Oferta limitada X demanda em alta

A justificativa para a falta de chips (feitos em sua maioria na Ásia) é que, no começo da pandemia, montadoras de automóveis suspenderam suas encomendas do item justamente por causa da pausa nas linhas de produção. Em paralelo, o maior número de trabalhadores em home office, pessoas em isolamento e crianças fora da escola por todo o mundo impulsionou a venda de eletroeletrônicos como laptops, smartphones e videogames. Com isso, a produção e os estoques de semicondutores foram redirecionados.

Quando a situação da pandemia se amenizou, permitindo a retomada de atividades suspensas em ritmo superior ao esperado, as fábricas de chips não deram conta dos pedidos pelo componente. “Houve um deslocamento de aplicação e de demanda bastante significativo”, confirma Flávio Sakai, diretor da Associação Brasileira de Engenharia Automotiva (AEA). A falta desse tipo de item é problema em especial para a indústria automobilística porque ela fica atualmente com 13% da produção global de semicondutores.

Em meio ao choque entre oferta e demanda vieram oscilações de preços, com reajustes que variaram entre reajustes de 5% até 250% segundo Ricardo Helmlinger, diretor da Standard America, fabricante de placas eletrônicas em Campinas (SP). Já as entregas devem permanecer impactadas ainda por alguns meses até que os fabricantes reorganizam a produção, resultando em atrasos que podem impactar linhas de produção e frear a recuperação da economia após os efeitos da pandemia.

A falta que o chip faz

Responsáveis pela paralisação da produção de montadoras no mundo todo, inclusive no Brasil, os semicondutores passaram a estar cada vez mais presentes nos automóveis. Em dez anos, a eletrônica embarcada, que tem os chips como base, representará metade do custo dos carros novos. Hoje a participação já está em 40%, segundo estudo internacional da consultoria Deloitte.

O valor é praticamente o dobro do que era há duas décadas e essa presença forte e crescente vem do aumento de novas tecnologias embutidas nos carros: freio ABS, airbags, sistema de injeção eletrônica, eletrificação, direção autônoma. Sem os componentes necessários para a fabricação, a produção deve seguir represada.

Na esteira de mais inovações, a demanda por componentes eletrônicos (que não funcionam sem semicondutores) deve crescer muito nesta década por causa da expectativa por mais veículos rodando com energia elétrica e diferentes níveis de autonomia. “Na virada dos anos 1990 para os 2000 a eletrônica era 15% a 20% do custo dos carros; hoje passa de 40% e provavelmente em 2030 vai chegar a 45% ou 50%”, diz Sakai.

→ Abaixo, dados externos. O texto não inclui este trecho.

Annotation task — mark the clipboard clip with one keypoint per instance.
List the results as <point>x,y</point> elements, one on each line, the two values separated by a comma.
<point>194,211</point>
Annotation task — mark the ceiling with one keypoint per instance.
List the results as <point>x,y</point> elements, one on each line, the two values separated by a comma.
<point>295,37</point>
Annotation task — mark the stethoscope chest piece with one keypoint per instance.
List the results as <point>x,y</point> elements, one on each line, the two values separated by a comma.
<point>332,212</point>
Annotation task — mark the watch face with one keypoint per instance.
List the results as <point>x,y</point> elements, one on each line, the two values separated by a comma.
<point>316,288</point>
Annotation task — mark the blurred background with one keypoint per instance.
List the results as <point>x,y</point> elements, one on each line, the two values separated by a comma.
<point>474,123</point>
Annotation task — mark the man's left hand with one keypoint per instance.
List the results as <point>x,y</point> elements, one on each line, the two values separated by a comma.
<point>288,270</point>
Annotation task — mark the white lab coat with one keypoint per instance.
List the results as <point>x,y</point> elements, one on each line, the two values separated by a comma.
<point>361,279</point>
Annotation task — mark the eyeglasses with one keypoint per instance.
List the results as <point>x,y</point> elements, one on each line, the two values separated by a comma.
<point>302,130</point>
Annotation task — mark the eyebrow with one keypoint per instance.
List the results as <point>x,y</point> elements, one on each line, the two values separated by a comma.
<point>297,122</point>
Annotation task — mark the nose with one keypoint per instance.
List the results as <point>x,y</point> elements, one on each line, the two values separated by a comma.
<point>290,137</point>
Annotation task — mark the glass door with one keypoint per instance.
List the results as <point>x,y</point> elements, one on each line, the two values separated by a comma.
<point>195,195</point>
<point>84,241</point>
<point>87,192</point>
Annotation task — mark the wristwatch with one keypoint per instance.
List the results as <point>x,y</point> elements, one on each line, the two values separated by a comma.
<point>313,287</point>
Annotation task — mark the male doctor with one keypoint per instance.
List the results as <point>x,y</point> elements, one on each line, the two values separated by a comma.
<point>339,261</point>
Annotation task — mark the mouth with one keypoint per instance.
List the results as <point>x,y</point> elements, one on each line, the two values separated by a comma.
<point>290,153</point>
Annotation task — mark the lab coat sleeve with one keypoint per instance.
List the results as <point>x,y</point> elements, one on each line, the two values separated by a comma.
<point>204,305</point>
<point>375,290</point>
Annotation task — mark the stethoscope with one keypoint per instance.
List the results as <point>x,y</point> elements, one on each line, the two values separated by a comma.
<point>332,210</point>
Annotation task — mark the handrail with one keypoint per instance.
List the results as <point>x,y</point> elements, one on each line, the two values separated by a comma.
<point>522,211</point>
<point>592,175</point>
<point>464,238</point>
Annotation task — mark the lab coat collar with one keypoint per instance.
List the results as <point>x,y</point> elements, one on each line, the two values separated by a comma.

Em outro comparativo, ele revela que no fim dos anos 1980 cada carro tinha entre 10 e 15 semicondutores. Hoje, por exemplo, um modelo SUV de médio porte tem cerca de 300 desses componentes.

Um Brasil sem chips

Os preços de peças para chips variam de acordo com a aplicação. Segundo Helmlinger, na Standard America, fabricante brasileira de placas eletrônicas, elas podem custar US$ 10 para cada mil peças ou US$ 50 a unidade. “Posso importar os mais caros, mas se faltar um capacitor que custa US$ 1 não monto a placa”, resume.

No Brasil, onde não há produção de chip, a indústria depende da importação e está disputando compras com o mundo todo. Há empresas que adquirem componentes lá fora e fazem a montagem, mas essas também estão com problemas em encontrar peças. Há empresários que acreditam na normalização do mercado no segundo semestre, mas muitos apostam que o fornecimento regular só ocorrerá em 2022.

Assim como ocorreu no início da pandemia, quando o Brasil se deu conta da necessidade de produção local de respiradores, a falta de chip despertou discussões no país sobre a nacionalização do produto. Apesar do impulso, o processo é difícil em razão da escala e dos preços dos asiáticos, que podem atropelar a competitividade.

Com informações do Estadão Conteúdo.